Yvette Wroby writes, cartoons, paints through life and gets most pleasure when it's about football, and more specifically the Saints. Believes in following dreams and having a go.

Comments

  1. Hi Yvette,

    It was a heart breaking game and reflected on how our performances suck. I would feel hurt if I were at the game.

    The Metro train issues seemed to happen because the home team didn’t go marching in. Do you know what happened with train lines towards Footscray?

    Maybe should I train with our boys and practise basic skills to improve better?

    Thanks

    Yoshi

  2. G’day Yvette.

    It has turned out as a long season for your team. Coming into the year I felt you were contenders for the 8 , I certainly rated St Kilda than Melbourne. Why ?

    As an outsider I didn’t consider the loss of Reiwoldt, Montagna would impact on your progress. I felt both were past their best, there were another players peaking to give the leadership for the club to be finalists. Billings, Bruce, Gresham, Membrey, Ross & Steele , gave the club a strong nuclei to appear in September. Wasn’t I wrong.

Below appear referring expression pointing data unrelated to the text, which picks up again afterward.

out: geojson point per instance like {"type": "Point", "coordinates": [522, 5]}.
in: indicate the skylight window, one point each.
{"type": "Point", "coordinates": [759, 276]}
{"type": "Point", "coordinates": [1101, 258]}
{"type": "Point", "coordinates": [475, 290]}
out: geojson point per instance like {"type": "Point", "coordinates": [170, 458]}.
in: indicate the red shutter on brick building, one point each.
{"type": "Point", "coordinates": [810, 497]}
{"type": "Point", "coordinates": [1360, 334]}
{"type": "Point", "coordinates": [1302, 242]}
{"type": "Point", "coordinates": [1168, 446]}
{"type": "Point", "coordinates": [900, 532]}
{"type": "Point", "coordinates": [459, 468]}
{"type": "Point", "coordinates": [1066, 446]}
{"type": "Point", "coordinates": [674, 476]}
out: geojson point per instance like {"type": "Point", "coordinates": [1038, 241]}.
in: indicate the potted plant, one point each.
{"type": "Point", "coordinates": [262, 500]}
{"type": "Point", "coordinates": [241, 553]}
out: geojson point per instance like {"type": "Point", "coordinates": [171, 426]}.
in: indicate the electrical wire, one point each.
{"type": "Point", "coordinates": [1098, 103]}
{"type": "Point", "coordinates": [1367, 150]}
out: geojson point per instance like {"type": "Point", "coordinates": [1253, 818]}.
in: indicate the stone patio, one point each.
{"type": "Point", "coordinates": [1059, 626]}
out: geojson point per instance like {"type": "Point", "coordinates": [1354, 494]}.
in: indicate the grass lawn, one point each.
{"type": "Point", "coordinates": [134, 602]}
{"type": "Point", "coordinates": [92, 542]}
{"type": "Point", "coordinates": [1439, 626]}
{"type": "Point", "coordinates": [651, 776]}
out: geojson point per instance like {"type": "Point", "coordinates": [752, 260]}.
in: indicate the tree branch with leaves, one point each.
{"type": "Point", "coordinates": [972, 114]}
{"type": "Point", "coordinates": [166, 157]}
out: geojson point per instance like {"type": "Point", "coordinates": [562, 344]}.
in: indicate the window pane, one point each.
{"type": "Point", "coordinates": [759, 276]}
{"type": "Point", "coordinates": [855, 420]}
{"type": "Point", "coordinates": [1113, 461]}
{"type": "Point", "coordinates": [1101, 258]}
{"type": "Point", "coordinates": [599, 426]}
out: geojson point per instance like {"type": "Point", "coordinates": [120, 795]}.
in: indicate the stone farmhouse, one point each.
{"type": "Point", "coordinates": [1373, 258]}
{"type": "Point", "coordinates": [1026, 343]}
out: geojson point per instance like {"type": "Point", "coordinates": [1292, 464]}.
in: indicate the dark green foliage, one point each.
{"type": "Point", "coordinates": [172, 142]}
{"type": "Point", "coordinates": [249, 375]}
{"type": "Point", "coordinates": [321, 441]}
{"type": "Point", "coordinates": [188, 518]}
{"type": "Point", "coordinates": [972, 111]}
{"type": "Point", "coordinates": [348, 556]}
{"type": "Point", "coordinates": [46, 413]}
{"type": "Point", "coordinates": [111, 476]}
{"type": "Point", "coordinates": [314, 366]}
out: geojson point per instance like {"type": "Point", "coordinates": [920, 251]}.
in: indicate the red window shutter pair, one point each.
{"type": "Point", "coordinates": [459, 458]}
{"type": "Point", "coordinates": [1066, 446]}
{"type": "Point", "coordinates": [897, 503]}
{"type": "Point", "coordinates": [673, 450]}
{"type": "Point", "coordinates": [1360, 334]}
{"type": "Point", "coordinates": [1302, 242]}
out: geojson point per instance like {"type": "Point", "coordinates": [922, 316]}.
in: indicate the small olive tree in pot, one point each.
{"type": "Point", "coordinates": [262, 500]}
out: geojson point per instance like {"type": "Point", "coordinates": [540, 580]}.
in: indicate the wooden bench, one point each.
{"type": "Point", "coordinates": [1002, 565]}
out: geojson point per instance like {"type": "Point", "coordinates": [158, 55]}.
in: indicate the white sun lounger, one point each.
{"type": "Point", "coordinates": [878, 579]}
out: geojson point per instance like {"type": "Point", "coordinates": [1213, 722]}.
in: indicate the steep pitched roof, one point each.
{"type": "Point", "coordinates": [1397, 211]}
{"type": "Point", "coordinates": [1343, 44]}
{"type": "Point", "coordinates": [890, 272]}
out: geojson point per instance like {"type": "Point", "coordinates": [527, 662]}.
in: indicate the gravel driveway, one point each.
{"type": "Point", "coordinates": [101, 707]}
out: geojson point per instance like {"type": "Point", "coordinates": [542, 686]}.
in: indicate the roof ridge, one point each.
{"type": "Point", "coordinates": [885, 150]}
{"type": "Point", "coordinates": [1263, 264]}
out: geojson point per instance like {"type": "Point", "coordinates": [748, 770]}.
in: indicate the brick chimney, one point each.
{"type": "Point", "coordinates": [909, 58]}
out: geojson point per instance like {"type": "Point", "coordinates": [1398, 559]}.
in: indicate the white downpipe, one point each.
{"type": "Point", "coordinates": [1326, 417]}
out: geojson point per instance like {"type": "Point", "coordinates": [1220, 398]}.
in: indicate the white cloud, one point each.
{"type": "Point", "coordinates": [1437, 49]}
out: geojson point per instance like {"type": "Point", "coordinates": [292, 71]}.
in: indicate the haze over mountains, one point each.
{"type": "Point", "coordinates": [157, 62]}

    Watching your match against Essendon, last night, the turn overs, spilt marks, the elementary mistakes were glaring. I watched it with the better half who has decided to barrack for St Kilda since we want to the match in Wellington on Anzac Day 2015. She’s unsure if she’s picked the correct team.

    Any how hope youse do better in 2019. There should, hopefully, be only one way from here: up.

    Glen!

  3. Yvette Wroby says

    Hi Yoshi,
    at least we are all in this together, the only up from this season. Surely, with games into the young men, and our more mature players coming back from injury next year, and with possibly a few good trades, we can be better.

    Glen! What can I see to your beloved. It’s been a tough few years. And what we keep producing is nowhere near what I think we are capable of. I need a holiday. Look out for my next post!

  4. Hi Yvette
    Your sentiments reminded me of myself, way back in the dreary South days when each week we were left “deflated, defeated and depressed”. As we know, though, nothing stays the same.

    And I can assure you that the train fiasco from Southern Cross isn’t just after St Kilda games. I’ve been to Etihad about five times this year, and every single time the Sandringham train on platform 13 sees thousands of people lining up for sometimes 40 minutes before a train arrives. Two weeks ago I was told I’d have to change at Flinders St as the train wasn’t going all the way. When I told him that they always go right through on footy days, he swore this one wouldn’t. Guess what: he had no idea what he was talking about, and we didn’t have to change. It’s beyond belief that they don’t organise trains every 5 or 10 minutes following the end of a match. I presume people have complained to the authorities, but doesn’t seem to have made any difference.